We Had Questioned Whether The Original Decision Finding Fees Should Be Awarded To Plaintiff Was Correct, With Court Of Appeal Agreeing With Us Upon A Rehearing.
In our November 14, 2018 post on Olive v. General Nutrition Centers, Inc., Case No. B279490 (2d Dist., Div. 4), we had questioned at the end of our discussion whether it was correct for the Court of Appeal to determine plaintiff prevailed where he only succeeded to a small degree on his litigation objectives. We believed that the “no prevailing party” determination by the trial judge appeared to be correct.

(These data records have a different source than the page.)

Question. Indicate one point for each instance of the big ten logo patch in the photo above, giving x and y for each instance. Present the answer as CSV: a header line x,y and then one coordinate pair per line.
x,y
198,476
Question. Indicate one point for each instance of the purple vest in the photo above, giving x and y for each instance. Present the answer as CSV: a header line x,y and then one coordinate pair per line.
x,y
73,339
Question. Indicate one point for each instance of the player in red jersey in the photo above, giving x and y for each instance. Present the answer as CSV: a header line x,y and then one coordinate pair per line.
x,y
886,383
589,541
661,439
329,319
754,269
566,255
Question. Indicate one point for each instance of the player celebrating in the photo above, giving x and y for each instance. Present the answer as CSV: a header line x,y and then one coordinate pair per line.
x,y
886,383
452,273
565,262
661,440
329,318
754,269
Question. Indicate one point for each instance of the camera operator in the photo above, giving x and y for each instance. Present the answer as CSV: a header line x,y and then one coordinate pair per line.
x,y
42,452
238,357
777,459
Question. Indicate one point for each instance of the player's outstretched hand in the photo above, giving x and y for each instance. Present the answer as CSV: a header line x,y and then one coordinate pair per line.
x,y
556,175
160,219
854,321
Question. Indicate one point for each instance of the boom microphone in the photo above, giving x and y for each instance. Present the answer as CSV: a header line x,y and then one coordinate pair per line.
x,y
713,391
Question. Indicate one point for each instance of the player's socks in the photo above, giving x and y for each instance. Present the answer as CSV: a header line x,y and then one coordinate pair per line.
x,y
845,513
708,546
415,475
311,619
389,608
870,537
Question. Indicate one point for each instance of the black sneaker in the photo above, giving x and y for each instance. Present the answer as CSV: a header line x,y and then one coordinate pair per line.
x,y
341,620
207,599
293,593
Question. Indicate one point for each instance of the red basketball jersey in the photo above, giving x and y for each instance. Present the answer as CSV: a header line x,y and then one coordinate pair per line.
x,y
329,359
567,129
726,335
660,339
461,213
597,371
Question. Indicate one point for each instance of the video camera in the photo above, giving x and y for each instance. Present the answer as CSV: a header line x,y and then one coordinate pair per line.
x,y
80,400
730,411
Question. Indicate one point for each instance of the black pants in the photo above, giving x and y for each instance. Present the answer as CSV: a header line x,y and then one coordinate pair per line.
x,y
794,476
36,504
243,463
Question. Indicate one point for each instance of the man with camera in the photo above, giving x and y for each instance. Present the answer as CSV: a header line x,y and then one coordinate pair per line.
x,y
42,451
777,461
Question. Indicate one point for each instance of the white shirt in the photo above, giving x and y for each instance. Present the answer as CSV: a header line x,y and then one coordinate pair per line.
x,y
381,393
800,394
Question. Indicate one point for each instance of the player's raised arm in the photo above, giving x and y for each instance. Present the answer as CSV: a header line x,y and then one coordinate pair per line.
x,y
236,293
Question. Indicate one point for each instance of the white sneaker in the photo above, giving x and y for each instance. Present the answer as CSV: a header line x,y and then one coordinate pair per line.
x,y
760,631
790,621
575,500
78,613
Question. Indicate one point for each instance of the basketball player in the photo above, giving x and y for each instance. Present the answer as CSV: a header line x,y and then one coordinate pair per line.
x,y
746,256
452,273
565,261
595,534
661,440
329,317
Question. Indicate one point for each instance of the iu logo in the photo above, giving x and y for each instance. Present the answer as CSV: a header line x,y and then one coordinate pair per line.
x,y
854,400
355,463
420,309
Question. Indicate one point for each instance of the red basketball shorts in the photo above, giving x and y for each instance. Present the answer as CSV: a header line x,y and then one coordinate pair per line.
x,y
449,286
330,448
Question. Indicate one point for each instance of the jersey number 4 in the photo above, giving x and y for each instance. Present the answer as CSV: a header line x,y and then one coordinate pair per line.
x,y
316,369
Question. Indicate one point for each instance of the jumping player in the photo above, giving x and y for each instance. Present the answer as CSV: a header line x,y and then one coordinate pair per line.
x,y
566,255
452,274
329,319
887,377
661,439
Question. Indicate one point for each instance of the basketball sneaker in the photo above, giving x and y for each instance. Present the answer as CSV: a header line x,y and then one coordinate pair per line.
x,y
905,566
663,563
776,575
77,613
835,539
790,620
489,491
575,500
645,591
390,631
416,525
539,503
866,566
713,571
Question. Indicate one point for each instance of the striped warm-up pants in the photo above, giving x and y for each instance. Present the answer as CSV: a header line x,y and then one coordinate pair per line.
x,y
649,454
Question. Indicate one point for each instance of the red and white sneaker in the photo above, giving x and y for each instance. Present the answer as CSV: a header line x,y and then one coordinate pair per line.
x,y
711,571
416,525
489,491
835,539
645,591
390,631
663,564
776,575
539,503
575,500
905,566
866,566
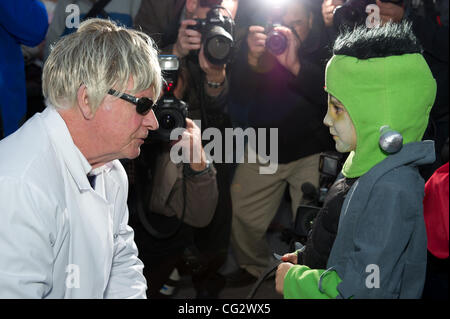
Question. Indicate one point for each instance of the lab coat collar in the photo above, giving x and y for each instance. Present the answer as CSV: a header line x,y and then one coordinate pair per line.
x,y
75,161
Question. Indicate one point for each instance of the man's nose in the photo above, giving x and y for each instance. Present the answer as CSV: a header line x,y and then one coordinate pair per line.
x,y
150,121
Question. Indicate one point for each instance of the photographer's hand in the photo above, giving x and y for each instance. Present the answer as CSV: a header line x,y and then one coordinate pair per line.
x,y
191,142
390,12
289,58
213,73
328,7
187,39
256,41
280,275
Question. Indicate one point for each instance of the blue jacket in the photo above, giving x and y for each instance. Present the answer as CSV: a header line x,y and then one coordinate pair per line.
x,y
21,22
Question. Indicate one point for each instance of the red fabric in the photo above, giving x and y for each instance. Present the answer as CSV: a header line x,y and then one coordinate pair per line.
x,y
435,208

We can now report that the 2/4 DCA granted a defense petition for rehearing, with the panel changing its mind and determining that the trial judge was correct in finding no one to be the “prevailing party” under Civil Code section 3344, a commercial likeness statute which has a mandatory fees/costs provision in favor of a prevailing party. See Olive, Case No. B279490 (2d Dist., Div. 4 Dec. 27, 2018) (published, opinion after rehearing).

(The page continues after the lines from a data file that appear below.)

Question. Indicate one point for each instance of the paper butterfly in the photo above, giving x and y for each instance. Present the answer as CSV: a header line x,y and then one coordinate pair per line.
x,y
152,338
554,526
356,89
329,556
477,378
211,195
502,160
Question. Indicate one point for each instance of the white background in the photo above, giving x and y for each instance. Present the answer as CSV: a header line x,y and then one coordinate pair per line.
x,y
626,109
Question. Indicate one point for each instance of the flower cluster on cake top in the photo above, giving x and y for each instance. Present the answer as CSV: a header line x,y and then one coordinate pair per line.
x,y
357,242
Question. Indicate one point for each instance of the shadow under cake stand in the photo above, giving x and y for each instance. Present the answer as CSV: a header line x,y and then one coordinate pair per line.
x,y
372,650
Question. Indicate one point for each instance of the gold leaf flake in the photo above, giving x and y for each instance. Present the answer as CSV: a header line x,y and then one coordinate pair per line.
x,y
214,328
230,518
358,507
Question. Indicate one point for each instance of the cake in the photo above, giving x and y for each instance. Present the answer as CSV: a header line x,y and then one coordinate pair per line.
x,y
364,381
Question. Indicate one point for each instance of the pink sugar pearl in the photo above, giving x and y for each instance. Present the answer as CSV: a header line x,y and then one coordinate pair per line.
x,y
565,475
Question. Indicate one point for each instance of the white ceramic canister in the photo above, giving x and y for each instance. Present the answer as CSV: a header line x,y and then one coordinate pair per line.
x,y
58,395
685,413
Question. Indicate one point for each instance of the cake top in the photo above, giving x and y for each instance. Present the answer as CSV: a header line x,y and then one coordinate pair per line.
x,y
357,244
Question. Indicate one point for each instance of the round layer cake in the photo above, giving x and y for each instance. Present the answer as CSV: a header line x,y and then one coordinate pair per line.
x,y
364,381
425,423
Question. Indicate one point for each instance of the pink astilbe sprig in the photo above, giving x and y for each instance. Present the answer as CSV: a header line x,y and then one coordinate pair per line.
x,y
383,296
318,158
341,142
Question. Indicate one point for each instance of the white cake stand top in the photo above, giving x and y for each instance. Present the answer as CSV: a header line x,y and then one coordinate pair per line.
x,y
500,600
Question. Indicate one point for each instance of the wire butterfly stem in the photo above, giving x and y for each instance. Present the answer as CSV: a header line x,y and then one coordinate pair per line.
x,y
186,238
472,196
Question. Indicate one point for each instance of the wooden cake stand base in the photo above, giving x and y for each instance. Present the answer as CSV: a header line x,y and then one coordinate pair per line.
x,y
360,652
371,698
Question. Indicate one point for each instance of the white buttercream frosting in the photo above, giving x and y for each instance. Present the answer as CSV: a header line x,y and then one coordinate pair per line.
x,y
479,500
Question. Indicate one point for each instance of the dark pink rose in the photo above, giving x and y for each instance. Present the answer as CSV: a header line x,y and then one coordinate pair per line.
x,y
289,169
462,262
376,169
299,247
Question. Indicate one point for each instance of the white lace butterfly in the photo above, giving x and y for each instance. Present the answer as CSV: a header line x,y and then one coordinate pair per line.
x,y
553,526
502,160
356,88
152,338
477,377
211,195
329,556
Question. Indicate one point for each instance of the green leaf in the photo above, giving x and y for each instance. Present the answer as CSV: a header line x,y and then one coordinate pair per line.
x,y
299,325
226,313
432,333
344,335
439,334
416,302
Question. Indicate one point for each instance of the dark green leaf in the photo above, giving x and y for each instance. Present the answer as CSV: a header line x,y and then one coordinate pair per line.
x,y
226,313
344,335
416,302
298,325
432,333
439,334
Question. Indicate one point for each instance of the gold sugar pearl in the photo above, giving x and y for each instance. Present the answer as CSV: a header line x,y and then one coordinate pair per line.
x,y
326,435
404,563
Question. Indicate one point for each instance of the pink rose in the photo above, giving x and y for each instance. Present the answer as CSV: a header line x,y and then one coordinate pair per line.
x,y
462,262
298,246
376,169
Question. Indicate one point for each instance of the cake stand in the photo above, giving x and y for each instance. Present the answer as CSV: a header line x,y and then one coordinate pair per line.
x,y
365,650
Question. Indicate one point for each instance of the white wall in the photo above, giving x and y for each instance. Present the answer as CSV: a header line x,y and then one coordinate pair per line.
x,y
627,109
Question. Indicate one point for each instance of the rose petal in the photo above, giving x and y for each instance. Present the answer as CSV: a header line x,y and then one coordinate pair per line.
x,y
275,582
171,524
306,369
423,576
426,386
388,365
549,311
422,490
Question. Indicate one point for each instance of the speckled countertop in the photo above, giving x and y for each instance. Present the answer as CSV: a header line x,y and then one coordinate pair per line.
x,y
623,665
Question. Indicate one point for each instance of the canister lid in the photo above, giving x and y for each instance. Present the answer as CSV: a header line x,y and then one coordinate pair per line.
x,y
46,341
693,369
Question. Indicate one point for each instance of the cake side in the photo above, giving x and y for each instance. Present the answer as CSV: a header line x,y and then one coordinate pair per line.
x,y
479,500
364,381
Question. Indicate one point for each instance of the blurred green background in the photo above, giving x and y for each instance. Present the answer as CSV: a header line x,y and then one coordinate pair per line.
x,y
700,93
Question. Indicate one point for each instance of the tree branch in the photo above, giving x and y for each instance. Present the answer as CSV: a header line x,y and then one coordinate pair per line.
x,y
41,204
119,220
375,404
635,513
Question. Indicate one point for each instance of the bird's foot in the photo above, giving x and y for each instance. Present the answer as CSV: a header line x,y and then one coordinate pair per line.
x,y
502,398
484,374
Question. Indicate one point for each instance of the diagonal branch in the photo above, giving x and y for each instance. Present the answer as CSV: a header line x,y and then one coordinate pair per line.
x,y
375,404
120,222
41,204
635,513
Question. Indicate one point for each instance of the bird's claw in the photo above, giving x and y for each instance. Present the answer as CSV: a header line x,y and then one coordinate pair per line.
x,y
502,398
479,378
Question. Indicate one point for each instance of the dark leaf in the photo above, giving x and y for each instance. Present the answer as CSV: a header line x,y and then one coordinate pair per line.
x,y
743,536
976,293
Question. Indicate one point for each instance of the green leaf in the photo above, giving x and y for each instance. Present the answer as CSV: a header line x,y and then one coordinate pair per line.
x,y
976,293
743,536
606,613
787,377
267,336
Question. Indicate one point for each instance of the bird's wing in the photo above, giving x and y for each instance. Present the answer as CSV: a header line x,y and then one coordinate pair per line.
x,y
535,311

Olive involved a situation where a plaintiff model/actor sued for multiple, multiple millions of dollars (at least $23.5 million, and maybe even $100 million for profit disgorgement/punitive damages), while defendant argued $4,800 were the properly recoverable compensable damages. The jury awarded $1.123 million in compensatory and emotional distress damages, with the trial court noting that both sides were visibly dismayed by the jury verdict. Based on plaintiff recovering only between 1-2% of his litigation objectives, the lower court decided no one prevailed under section 3344.
Although originally determining that plaintiff did prevail, the 2/4 DCA agreed that the trial court was correct in finding no “prevailing party.” It applied the practical prevailing party test under Civil Code section 1717 as articulated in Hsu v. Abbara, 9 Cal.4th 863 (1995) [our Leading Case No. 2], agreeing with the trial judge that the case was a “tie” and plaintiff only obtained a “middling” number well short of huge profit disgorgement and punitive damages sought from the jury. We believe that this is the proper result, as we commented on in our prior November 14 post.